Open Data – by which I mean public data sets around non-personal information related to market trends, demographics, companies or properties – can be freely used, re-used and redistributed by anyone subject only to the requirements to attribute and share.
The quality of Open Data from an official source will not usually be 100%. This is because of the method in which Open Data, even for a national system of reference such as Companies House, is collected. But even when flawed there is often no better source and, despite its quality, value can still be obtained.
Making the most of Open Data
To derive value, we need to be able to objectively trust external sources by augmenting data governance processes associated with the curation of the data. Indeed, for the US Department of Commerce, “structuring the data and tracing the source are just two of many important aspects of data governance that are carefully considered.”
Ideally, a data governance framework will be able to judge open datasets by understanding if there is a problem with the data and quantifying the extent of this problem, at the same time as identifying the source of that data. Importantly, the concept of the data source includes both the provenance and the dates when the data was created, or updated and harvested.
At the point of use, the data must be assessed with respect to its intended use. How it is utilised can then be adjusted – by giving it a lower weighting in a predictive model, for example, or by altering the algorithm.
Essentially, gaining a critical understanding of Open Data, and developing a data framework accordingly, involves the following three crucial areas:
Data provenance: Ensuring datasets are obtained directly from an official source or data publisher, and have not been filled-in, corrected or altered in any way
Freshness of data capture: An important amount of information can be gained by looking at the metadata of a data source.
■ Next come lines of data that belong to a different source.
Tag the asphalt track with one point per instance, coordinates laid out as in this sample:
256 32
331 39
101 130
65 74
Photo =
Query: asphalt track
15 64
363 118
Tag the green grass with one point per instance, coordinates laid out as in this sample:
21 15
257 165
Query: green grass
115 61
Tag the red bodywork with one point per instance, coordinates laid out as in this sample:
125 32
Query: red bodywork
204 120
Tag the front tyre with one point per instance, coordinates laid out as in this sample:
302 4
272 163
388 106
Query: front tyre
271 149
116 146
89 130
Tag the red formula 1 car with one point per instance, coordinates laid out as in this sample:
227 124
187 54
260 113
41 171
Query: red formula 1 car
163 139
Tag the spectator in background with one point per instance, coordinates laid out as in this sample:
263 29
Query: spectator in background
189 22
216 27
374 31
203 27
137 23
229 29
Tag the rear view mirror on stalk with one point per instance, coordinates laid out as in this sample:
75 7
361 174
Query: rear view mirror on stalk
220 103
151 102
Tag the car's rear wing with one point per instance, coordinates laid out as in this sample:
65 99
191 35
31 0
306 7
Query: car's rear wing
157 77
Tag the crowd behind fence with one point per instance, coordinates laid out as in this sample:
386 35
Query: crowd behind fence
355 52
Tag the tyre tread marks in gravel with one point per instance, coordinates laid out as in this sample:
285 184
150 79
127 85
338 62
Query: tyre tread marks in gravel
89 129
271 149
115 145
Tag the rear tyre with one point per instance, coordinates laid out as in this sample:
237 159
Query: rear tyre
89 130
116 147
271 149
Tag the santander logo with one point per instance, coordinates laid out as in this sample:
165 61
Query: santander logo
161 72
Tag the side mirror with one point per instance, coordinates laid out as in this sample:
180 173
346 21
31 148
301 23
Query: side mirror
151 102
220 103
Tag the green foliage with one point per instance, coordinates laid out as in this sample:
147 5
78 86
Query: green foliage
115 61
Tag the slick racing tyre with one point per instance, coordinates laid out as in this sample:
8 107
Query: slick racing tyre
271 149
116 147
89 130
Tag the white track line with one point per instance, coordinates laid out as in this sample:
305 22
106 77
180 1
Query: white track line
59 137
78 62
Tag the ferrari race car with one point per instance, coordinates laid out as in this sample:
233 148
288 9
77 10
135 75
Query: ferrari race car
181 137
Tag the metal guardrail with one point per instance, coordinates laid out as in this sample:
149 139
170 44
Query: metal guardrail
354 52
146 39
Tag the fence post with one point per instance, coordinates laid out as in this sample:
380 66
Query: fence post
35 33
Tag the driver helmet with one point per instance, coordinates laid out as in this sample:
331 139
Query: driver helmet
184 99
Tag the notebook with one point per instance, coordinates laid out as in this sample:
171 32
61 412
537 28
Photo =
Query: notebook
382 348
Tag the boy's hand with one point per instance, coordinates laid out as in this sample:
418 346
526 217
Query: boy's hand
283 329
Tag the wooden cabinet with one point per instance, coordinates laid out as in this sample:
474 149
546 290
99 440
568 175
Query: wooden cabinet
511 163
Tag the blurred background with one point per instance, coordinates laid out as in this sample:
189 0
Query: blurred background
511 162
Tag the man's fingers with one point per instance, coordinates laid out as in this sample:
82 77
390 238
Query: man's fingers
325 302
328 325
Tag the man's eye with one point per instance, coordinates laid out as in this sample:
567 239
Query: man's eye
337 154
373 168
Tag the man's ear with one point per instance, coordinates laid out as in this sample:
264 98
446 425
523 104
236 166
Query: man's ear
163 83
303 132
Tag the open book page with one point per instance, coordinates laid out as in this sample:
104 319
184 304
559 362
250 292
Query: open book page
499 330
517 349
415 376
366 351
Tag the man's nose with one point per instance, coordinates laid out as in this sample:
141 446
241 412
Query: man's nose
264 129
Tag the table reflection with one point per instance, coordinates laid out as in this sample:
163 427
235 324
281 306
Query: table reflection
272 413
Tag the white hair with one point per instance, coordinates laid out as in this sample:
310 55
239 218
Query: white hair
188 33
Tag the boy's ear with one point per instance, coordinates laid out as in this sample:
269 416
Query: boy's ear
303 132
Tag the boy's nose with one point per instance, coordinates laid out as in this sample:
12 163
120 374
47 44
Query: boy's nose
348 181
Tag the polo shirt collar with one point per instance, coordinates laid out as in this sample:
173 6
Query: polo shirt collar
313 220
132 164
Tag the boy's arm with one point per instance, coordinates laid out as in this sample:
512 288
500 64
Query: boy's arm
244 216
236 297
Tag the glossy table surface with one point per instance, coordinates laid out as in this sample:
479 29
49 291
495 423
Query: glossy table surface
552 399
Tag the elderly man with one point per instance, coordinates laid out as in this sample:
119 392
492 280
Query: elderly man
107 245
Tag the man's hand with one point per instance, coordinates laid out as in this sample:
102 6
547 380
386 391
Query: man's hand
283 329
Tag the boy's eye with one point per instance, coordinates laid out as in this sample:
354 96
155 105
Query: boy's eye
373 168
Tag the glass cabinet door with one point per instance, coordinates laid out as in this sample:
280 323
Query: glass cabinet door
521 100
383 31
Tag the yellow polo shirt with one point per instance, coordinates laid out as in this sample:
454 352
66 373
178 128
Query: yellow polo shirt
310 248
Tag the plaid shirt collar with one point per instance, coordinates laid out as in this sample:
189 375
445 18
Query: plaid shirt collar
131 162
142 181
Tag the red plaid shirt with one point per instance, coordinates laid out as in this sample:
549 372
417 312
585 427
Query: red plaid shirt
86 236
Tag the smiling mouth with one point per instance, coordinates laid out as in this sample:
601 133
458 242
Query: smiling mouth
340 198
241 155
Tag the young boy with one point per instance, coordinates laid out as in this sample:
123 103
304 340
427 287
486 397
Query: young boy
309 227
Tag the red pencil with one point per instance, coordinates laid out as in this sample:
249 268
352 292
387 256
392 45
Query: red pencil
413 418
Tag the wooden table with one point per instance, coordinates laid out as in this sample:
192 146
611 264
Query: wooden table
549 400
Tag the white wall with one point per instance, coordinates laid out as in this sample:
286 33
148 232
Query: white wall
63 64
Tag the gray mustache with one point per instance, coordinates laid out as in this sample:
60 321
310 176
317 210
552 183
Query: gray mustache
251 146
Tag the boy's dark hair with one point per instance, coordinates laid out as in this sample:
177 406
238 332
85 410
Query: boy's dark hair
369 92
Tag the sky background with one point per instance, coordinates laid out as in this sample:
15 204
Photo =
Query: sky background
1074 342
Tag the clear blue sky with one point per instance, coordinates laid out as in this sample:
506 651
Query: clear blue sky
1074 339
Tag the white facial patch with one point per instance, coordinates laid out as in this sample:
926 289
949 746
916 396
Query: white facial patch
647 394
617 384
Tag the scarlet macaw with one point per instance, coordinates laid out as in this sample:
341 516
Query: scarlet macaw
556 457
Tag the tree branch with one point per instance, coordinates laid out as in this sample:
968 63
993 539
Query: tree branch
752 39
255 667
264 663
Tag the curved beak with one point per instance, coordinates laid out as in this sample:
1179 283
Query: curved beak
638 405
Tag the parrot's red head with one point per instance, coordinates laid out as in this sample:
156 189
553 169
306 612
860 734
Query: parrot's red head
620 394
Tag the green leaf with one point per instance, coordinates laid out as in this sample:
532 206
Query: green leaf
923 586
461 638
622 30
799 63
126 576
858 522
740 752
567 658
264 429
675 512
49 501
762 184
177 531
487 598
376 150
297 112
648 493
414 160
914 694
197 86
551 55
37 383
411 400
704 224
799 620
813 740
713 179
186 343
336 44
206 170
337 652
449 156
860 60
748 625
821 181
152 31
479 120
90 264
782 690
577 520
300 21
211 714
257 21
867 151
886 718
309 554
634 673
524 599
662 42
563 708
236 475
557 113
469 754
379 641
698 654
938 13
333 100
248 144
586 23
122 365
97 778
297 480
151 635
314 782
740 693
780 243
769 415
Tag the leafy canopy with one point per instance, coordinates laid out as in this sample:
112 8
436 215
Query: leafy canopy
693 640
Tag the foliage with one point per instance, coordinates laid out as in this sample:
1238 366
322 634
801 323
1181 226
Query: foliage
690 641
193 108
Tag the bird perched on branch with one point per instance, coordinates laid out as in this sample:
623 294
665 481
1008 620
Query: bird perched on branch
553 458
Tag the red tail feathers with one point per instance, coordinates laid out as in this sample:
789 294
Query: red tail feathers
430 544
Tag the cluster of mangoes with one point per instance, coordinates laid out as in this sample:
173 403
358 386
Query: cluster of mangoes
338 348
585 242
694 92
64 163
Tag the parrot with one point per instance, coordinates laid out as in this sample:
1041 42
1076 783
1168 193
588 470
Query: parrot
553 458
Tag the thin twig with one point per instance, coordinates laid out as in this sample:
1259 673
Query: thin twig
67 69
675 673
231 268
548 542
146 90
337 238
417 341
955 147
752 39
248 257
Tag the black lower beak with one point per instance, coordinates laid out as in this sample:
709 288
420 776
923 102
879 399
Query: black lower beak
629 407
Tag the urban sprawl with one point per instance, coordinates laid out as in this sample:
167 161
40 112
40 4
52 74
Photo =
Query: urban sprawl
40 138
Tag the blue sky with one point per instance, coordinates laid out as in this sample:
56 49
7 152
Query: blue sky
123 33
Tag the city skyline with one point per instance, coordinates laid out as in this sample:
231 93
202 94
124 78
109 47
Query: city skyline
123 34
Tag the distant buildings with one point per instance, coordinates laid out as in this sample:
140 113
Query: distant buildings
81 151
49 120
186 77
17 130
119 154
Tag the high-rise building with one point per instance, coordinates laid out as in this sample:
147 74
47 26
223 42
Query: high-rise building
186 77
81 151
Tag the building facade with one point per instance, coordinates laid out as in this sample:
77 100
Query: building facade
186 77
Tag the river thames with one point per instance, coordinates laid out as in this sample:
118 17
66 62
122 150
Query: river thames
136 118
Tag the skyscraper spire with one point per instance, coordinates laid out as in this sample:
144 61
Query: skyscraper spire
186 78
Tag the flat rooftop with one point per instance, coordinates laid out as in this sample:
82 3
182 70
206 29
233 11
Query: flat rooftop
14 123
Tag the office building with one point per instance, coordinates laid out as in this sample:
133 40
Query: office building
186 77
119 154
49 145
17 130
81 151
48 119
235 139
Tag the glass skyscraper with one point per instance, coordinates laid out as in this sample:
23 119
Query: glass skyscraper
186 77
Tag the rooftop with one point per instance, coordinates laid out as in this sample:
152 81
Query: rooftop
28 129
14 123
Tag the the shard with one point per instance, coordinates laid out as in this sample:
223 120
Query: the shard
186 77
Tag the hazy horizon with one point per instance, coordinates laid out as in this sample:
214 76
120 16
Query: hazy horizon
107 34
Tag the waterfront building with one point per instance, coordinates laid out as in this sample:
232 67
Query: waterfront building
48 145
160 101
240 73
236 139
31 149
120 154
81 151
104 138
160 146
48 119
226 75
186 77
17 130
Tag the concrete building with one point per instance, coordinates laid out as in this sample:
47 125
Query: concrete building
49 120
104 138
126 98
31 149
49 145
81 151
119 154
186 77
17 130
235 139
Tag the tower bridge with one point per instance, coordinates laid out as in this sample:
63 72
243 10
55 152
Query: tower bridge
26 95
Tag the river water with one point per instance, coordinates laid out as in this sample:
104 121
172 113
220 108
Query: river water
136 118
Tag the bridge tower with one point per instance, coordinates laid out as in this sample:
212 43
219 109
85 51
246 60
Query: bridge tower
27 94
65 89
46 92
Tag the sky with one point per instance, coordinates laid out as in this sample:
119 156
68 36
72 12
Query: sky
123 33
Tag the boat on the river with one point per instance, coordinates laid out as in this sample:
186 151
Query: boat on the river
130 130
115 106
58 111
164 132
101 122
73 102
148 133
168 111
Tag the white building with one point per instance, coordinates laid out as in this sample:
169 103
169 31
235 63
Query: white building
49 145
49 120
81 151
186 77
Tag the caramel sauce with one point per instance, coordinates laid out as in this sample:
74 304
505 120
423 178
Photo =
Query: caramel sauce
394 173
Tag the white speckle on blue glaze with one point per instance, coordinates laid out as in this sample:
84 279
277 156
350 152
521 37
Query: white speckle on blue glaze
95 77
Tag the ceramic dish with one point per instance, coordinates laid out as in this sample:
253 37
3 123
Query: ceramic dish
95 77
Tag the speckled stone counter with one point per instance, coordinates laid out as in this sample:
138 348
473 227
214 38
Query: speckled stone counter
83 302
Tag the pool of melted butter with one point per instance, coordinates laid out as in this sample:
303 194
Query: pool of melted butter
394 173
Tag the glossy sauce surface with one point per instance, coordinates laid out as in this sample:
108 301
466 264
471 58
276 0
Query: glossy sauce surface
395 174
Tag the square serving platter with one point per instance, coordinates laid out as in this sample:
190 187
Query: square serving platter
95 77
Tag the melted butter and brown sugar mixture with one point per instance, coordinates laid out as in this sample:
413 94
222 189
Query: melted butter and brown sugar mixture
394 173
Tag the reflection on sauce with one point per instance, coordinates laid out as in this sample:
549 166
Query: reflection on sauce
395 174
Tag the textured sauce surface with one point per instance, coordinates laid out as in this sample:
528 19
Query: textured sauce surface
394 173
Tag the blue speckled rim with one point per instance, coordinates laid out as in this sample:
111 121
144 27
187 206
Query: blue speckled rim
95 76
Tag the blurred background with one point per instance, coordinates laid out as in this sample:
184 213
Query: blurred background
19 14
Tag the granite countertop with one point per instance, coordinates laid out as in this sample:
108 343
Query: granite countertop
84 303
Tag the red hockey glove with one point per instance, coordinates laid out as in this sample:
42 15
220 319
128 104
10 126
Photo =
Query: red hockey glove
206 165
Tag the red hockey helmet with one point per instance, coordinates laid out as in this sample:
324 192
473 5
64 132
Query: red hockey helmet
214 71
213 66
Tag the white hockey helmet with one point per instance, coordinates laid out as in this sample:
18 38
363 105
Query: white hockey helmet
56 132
For example, business rates of 2023 vs. 2022.
Data Quality: The ability to quantify the missing or invalid values, quantify the missing records, and identify the inconsistent values and links to other data, etc.
If there are known issues with Open Data, especially around inconsistencies which might be due to differing extraction dates, the data can be linked and combined with other internal and external datasets to obtain a better consensus picture. Of course this requires the aforementioned knowledge to trigger the activity.
“Any job worth doing…”
Open Data is not perfect, but it does contain enormous value. Performing data governance and data quality is by far a task worth undertaking in order to establish the right level of trust in the data, for whatever application.
By establishing the details of provenance, quality and timing through correctly curating and formatting Open Data, firms can use it with confidence, contributing to incredible insights.